This will be an informal meeting focused on the manual curation of Hi-C scaffolded assemblies. It's a method that might seem more like an art than a science, and thus be inscrutable for us science-minded folks. My goal with this meeting is to hopefully give you some knowledge and confidence to get started with your own assembly curation projects.
This meeting will be held online via zoom: [...]
A preliminary agenda for this meeting is
- Me giving a presentation on Hi-C scaffolding and assembly curation
- A practical part where the participants will use PretextView to curate a draft genome
- Lastly, a discussion / Q&A session
Requirements:
-
A copy of PretextView installed on your PC or laptop. It should be available for both Windows, Linux and MacOS: https://github.com/wtsi-hpag/PretextView/releases/tag/0.2.5
-
Uppmax SNIC account. Most work will be performed on your own computers but, there is some small amount of data you will need to have access to.
The workspace for this course can be found at:
WORKSPACE=/proj/snic2021-5-291/nobackup/NBIS_HiC_curation_course_2022
Download the pretext file ($WORKSPACE/files/bCalAnn.annotated.pretext
) from Rackham, e.g. using scp [email protected]:/${WORKSPACE}/files/bCalAnn.annotated.pretext .

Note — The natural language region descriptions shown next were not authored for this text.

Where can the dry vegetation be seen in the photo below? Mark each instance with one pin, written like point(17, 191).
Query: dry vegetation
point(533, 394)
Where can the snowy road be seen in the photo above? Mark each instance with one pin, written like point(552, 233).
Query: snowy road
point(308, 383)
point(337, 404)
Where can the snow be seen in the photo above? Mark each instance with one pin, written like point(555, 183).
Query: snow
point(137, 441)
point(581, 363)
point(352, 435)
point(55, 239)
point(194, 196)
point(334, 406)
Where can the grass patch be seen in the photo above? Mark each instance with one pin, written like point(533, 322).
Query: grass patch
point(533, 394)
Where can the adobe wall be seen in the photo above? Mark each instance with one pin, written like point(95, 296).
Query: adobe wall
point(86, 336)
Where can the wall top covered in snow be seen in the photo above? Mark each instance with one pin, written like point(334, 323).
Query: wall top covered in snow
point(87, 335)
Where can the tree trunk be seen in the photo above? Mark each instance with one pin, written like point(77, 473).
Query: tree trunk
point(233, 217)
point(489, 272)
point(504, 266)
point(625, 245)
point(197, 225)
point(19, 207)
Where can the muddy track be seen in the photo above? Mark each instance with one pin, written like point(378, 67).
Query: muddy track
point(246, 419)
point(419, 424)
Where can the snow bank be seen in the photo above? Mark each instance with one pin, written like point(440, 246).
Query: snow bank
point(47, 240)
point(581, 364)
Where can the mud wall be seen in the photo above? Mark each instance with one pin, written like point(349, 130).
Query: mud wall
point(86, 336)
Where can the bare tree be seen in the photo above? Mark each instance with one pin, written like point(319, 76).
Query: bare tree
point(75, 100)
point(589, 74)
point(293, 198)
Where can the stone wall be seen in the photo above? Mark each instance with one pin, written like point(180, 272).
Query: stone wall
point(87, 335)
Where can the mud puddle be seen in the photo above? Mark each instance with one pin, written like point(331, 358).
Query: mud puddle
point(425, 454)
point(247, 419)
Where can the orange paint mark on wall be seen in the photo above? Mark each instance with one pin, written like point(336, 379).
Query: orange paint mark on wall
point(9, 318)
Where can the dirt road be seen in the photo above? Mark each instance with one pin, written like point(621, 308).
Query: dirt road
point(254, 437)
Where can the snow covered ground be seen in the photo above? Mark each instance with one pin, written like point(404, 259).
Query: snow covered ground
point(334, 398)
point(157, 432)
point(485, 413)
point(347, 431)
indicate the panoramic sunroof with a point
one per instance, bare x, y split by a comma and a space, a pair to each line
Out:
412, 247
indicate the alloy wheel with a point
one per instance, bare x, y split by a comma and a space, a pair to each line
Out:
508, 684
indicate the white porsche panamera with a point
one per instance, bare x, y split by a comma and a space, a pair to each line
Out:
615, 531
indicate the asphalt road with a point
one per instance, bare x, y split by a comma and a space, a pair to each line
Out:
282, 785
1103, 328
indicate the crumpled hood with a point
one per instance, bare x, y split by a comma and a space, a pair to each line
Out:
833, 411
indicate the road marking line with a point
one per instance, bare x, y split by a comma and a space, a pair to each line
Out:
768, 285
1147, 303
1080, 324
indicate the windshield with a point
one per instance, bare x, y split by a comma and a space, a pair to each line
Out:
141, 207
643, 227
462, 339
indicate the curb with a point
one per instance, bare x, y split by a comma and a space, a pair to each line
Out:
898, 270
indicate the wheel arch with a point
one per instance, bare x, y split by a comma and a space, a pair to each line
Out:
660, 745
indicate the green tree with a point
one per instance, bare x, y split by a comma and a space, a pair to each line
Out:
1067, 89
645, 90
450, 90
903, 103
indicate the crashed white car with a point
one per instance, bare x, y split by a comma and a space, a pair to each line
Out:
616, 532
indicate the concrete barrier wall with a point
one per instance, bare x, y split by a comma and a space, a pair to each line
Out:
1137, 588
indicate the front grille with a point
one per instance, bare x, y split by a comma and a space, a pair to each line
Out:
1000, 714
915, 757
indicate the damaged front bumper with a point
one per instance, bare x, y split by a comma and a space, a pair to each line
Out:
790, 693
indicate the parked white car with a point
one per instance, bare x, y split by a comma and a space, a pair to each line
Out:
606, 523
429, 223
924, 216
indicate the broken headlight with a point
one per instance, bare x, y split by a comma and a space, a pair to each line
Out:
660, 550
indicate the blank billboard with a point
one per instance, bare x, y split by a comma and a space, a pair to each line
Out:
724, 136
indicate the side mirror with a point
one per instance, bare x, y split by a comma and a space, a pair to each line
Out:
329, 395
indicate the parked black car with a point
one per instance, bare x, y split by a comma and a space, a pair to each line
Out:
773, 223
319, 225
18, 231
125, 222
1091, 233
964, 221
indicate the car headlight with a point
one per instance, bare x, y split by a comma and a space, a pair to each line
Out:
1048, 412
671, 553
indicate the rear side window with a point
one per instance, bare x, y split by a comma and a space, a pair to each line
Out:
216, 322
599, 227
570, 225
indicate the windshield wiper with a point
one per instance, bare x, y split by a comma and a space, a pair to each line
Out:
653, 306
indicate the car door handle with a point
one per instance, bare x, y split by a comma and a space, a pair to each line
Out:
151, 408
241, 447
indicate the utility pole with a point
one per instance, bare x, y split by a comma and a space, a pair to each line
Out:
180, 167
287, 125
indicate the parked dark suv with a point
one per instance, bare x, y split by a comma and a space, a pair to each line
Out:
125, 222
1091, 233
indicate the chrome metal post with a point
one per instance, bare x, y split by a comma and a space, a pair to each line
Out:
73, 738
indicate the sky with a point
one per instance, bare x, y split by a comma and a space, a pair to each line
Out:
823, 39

Similarly download the tpf file in `${WORKSPACE}/files/scaffolds_FINAL.fasta.tpf
Using PretextView your tasks are the following:
- Open the pretext file
- Order and orient contigs according to chromosomes as best you can, using the
Edit Mode
in PretextView - "Paint" in the the chromosome as scaffolds using the
Scaffold Edit Mode
in PretextView - Generate an AGP file and save it locally to your computer
A detailed user guide for using PretextView can be found here: https://gitlab.com/wtsi-grit/rapid-curation/-/blob/main/PretextView%20-%20Tutorial.pdf
An important tip to avoid some headaches is to not "cut" contigs, only select the whole contig then moving and/or inverting them. Also keep snap-mode on at all times. Rapid curation does support these cutting operations, but the cuts and their co-ordinates will have to be amended to a tabulated file, tpf. See the manual for more details: https://gitlab.com/wtsi-grit/rapid-curation/-/blob/main/RAPID%20CURATION%20TRAINING%20MANUAL.pdf
If you want contigs into others, you must edit the tpf file to indicate that you must either create a new gap or mark an existing gap as the insertion site. A helpful video on this is: https://www.youtube.com/watch?v=LWy6pwCQNDU
On the cluster go to $WORKSPACE/users
and create a folder with your name. Copy your local agp file and you tpf file to your folder.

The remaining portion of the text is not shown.